イタリア当局が Apple に巨額制裁金、ATT 機能は競争阻害か

イタリア競争管理局(AGCM)はこのほど、Apple に対し最大 9,860 万ユーロ(約 181 億円)の制裁金を科しました。これは、iPhoneに導入されている「アプリトラッキングの透明性(App Tracking Transparency、ATT)」機能が、市場支配的地位の乱用に該当し、第三者開発者に不公正な競争環境をもたらしていると判断されたためです。

消費者には好評だが、開発者には負担

2021 年に iOS 14.5 が公開されて以降、Apple はすべてのアプリに対し、他のアプリやウェブサイトを横断してユーザーの行動を追跡する場合、事前にユーザーの同意を得ることを義務付けています。同意が得られない場合、端末の広告識別子へアクセスすることはできません。

この「アプリトラッキングの透明性」機能は、ユーザーのプライバシー保護を重視した仕組みとして高く評価され、消費者からも支持を集めてきました。

しかし AGCM は、この仕組みが開発者にとって「過度に煩雑」であると指摘しています。特に、アプリの利用中に ATT の同意画面と GDPR(EU 一般データ保護規則)の同意画面が同時に表示されるケースが多く、ユーザー体験を混乱させているほか、第三者広告事業者にとって参入のハードルやコスト増加につながっているとしています。

AGCM は、Apple には競争を過度に制限しない別の方法でユーザーのプライバシーを保護する選択肢があったにもかかわらず、あえて他の開発者に負担を強いる仕組みを採用し、「自社の利益を優遇している」と結論づけました。

Apple の反応と今後の展開

AGCM によりますと、Apple は自社アプリにおいても ATT の方針を順守していますが、Apple の純正アプリはそもそもアプリやウェブサイトを横断したトラッキングを行っていません。そのため、利用時に ATT の許可ダイアログが表示されず、結果として明確な競争上の優位性が生じているとされています。
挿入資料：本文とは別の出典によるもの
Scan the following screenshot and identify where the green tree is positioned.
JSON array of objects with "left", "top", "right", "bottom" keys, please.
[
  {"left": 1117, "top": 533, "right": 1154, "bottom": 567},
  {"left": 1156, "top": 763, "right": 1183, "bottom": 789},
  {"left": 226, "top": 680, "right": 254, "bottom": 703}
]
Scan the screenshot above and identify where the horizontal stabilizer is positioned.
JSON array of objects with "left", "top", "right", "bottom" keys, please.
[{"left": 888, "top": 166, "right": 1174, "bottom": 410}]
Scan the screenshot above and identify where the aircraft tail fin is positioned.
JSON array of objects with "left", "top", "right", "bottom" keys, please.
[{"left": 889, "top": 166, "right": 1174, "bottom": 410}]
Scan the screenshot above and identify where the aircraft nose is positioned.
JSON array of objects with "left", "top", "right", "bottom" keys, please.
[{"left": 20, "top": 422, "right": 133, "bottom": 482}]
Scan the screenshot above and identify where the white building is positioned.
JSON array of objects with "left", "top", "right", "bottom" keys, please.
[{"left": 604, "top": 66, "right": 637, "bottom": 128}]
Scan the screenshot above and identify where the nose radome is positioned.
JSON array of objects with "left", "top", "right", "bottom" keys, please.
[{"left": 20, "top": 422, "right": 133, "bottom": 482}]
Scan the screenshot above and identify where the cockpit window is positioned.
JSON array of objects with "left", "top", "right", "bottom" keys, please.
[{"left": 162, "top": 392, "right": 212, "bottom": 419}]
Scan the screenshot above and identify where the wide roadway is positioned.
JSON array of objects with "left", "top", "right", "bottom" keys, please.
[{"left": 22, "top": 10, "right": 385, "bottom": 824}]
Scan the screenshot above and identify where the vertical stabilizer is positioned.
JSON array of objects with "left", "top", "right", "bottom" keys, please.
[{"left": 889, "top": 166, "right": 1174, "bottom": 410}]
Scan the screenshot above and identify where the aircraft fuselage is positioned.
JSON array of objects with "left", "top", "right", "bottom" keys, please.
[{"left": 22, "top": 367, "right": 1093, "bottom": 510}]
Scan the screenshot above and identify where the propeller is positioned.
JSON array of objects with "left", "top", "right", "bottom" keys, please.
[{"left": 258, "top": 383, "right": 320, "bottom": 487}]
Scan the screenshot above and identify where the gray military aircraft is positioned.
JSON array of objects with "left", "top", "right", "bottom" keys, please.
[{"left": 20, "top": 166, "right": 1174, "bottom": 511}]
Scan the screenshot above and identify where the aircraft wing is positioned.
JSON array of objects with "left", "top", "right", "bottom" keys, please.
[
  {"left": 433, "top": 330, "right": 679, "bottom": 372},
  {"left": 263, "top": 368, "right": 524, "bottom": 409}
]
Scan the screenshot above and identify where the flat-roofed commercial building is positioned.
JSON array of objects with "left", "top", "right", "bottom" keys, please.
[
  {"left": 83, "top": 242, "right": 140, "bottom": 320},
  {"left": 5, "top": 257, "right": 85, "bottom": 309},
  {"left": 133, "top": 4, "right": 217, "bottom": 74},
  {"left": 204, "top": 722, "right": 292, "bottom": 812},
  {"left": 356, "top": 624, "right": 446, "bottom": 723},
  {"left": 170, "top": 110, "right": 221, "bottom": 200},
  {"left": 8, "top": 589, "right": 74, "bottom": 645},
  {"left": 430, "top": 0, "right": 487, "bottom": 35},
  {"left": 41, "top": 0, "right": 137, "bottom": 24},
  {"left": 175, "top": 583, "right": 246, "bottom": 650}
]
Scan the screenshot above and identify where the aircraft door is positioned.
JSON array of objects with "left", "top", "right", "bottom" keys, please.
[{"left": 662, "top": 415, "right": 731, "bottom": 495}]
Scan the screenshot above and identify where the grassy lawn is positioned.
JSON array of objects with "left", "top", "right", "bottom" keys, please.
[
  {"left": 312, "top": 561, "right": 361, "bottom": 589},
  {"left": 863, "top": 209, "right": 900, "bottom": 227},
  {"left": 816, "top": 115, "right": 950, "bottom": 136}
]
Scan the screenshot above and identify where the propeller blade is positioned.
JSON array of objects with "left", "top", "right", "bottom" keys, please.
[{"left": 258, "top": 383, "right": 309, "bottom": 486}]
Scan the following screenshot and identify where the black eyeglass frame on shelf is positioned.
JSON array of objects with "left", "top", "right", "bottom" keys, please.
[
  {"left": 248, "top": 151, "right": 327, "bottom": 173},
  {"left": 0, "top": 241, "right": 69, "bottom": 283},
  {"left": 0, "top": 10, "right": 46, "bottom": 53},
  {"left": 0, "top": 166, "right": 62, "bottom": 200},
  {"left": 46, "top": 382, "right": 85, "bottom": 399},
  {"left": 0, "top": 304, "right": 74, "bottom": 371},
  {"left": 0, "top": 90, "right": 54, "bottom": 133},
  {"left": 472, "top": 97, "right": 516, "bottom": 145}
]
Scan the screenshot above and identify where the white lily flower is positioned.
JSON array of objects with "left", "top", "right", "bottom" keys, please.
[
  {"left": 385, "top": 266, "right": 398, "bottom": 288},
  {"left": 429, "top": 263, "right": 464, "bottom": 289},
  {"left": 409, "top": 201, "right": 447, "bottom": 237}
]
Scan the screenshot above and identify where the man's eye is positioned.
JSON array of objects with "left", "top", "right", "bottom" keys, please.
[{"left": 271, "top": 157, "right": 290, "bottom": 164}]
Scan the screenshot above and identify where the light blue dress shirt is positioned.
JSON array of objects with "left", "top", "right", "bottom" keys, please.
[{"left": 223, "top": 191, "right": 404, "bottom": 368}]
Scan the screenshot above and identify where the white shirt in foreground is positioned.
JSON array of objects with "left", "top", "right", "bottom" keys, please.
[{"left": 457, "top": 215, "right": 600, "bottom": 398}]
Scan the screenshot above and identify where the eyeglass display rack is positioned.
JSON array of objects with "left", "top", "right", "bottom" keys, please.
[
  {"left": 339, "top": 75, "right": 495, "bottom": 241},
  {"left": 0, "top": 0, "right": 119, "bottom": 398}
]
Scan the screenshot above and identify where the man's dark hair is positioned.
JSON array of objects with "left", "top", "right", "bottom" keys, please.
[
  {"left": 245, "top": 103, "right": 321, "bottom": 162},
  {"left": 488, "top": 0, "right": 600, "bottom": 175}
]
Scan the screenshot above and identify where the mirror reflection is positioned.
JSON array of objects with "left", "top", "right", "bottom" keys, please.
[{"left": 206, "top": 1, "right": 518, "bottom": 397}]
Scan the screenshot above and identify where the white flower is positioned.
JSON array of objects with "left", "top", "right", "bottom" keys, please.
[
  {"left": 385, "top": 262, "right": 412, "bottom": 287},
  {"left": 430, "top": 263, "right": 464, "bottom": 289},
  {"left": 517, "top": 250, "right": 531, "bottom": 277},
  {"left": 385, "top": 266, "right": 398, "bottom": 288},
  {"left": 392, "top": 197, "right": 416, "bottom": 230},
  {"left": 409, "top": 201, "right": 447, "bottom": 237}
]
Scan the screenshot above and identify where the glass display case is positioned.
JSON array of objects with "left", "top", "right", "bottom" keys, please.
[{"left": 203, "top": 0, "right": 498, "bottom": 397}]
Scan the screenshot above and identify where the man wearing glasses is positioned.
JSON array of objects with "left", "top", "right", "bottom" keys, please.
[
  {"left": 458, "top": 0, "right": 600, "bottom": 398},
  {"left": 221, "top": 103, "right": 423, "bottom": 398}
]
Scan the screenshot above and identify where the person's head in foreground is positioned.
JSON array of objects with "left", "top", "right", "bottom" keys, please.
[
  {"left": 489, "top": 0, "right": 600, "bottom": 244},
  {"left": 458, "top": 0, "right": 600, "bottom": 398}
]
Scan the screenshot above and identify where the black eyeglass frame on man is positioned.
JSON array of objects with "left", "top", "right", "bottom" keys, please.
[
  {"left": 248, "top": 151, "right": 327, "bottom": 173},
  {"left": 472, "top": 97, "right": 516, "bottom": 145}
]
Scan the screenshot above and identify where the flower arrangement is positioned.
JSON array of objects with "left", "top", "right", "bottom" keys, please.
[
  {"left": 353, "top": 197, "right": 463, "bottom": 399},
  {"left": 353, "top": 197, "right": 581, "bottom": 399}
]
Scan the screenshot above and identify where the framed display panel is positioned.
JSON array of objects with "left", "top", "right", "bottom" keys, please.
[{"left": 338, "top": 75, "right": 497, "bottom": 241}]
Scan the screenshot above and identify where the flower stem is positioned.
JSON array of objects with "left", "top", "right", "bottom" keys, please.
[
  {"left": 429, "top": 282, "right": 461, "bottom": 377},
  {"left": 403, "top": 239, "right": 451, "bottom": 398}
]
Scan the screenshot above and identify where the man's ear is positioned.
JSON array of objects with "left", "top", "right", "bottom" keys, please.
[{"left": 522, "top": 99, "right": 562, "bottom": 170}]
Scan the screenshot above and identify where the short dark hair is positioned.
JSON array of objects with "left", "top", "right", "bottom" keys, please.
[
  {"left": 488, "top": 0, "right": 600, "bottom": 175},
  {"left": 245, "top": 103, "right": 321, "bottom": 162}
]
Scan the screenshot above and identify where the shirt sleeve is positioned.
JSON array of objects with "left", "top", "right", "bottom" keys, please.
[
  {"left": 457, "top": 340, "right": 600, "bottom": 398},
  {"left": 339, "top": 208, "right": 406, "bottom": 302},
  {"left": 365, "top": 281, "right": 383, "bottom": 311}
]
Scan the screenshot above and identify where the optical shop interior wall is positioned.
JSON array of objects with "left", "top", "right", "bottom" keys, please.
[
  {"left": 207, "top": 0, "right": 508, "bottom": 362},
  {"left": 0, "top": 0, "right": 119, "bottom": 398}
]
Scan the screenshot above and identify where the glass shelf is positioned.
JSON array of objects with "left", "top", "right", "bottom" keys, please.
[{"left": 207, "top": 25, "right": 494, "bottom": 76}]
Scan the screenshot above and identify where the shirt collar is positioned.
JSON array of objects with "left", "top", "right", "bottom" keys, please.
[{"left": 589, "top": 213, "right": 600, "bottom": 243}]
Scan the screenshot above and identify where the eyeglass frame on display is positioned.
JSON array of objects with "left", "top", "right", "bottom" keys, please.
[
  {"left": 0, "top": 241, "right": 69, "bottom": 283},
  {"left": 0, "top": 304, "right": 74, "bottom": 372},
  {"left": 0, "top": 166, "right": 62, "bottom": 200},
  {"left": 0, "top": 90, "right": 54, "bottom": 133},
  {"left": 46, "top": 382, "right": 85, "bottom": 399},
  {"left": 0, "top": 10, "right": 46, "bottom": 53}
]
これに対し Apple は、今回の判断に対して控訴する意向を示すとともに、ATT はあくまでユーザーのプライバシーを保護するための機能であると改めて強調しました。実際、今年初めには、イタリア、フランス、ドイツ、ポーランドなどの EU 各国および欧州委員会からの規制圧力により、ATT 機能の撤廃を余儀なくされる可能性があることも示唆しています。

まとめ:プライバシーと公正競争のせめぎ合い

Apple は一貫して「プライバシーは基本的人権である」と主張してきました。しかし、今回のイタリアによる巨額制裁は、プライバシー保護の仕組みが他の事業者の競争機会を脅かす場合、公正競争の観点から問題視される可能性があることを示しています。

仮に Apple が今後、アプリトラッキングの透明性機能を(EU 地域に限定して)撤廃することになれば、ユーザーのアプリ利用履歴は、これまで以上に容易に広告事業者によって収集されるようになる可能性があります。